Above: Deborah and David Kim

Northwestern scientists have discovered that exposure to light helps reset our internal clock so that we sleep better — which also helps us maintain weight and even shed pounds. Our rest and sleep are necessary for maintaining routine and structure for our health, as well as allowing new beginnings to unfold. 
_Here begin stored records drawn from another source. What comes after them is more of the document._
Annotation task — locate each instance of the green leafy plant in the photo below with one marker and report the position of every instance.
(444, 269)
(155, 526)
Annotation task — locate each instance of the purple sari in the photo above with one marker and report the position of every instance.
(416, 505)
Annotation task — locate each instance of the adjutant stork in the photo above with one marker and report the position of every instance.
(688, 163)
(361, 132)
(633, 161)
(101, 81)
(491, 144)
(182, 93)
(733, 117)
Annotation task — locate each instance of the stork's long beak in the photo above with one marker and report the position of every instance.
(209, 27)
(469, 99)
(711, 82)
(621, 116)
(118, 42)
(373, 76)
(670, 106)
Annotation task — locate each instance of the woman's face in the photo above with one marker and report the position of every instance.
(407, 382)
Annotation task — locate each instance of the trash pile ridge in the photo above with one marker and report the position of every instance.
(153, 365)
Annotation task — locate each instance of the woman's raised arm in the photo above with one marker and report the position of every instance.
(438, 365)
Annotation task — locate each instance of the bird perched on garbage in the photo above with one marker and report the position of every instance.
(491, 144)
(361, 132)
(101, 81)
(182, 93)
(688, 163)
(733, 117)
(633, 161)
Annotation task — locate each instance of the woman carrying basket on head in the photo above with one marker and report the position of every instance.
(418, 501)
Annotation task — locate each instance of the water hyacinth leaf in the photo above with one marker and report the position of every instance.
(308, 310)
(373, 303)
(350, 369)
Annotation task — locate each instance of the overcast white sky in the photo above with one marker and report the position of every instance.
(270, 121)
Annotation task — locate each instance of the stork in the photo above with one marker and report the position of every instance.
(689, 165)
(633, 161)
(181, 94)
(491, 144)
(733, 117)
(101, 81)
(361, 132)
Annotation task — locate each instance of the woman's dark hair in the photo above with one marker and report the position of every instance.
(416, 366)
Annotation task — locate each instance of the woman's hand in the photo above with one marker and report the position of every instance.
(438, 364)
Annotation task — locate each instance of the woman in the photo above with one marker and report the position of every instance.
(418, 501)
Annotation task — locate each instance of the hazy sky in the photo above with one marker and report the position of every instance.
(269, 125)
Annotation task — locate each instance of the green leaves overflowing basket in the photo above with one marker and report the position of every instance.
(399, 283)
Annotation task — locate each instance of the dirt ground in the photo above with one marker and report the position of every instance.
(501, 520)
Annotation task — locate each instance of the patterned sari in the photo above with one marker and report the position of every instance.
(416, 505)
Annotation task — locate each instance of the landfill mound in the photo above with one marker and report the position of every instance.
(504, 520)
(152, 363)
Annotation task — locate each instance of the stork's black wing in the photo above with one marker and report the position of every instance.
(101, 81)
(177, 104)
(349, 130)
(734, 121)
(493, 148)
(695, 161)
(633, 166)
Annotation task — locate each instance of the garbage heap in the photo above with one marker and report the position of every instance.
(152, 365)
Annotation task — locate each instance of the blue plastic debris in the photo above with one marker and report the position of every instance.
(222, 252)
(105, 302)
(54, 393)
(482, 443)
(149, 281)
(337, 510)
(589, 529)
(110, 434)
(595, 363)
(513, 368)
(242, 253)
Sunsets remind me of the fallen angels in our lives. Personally, this includes my father, David, and my brother, Donald. My father was a professor of finance, an avid golfer, and a great mentor and role model. His life journey was unexpectedly shortened by cancer. My brother, Donald, suddenly and unexpectedly passed at age 12. He was a hardworking, extremely intelligent, affable young man. He was always surprising us by overachieving, whether in sports, music, or school. I don’t mention them often but do often think and reflect upon my fond memories of them.   

Above: Donald Kim

When I started my new position as chair of Solid Tumor Oncology and Investigational Therapeutics at the Levine Cancer Institute in Charlotte, North Carolina, we created an endowed chair position in my brother’s name; I was the Donald S. Kim Distinguished Chair for Cancer Research.  Several years ago, our family had the privilege of naming an endowed scholarship at Feinberg School of Medicine in my father and mother’s name, The Dr. David J. and Deborah Y. Kim Family Scholarship. This is one of the many ways which I try to honor him.  Giving back to the next generation while remembering my father lives on in a way, supporting many goals and dreams.   

Although I am deeply saddened that they have both passed on, I am constantly reminded that their spirits accompany me with each beautiful sunset and sunrise.   

As you tackle the year, taking on new projects, and continuing to navigate the pandemic, it’s vitally important to observe as many sunsets and sunrises as possible. These natural events will bring a sense of constancy, calm, and reminiscence of our fallen angels who inspire and support us. I remind everyone to always remember both those close to us, as well as those we have lost, to plan for the opportunities ahead of us, even as we cherish each day.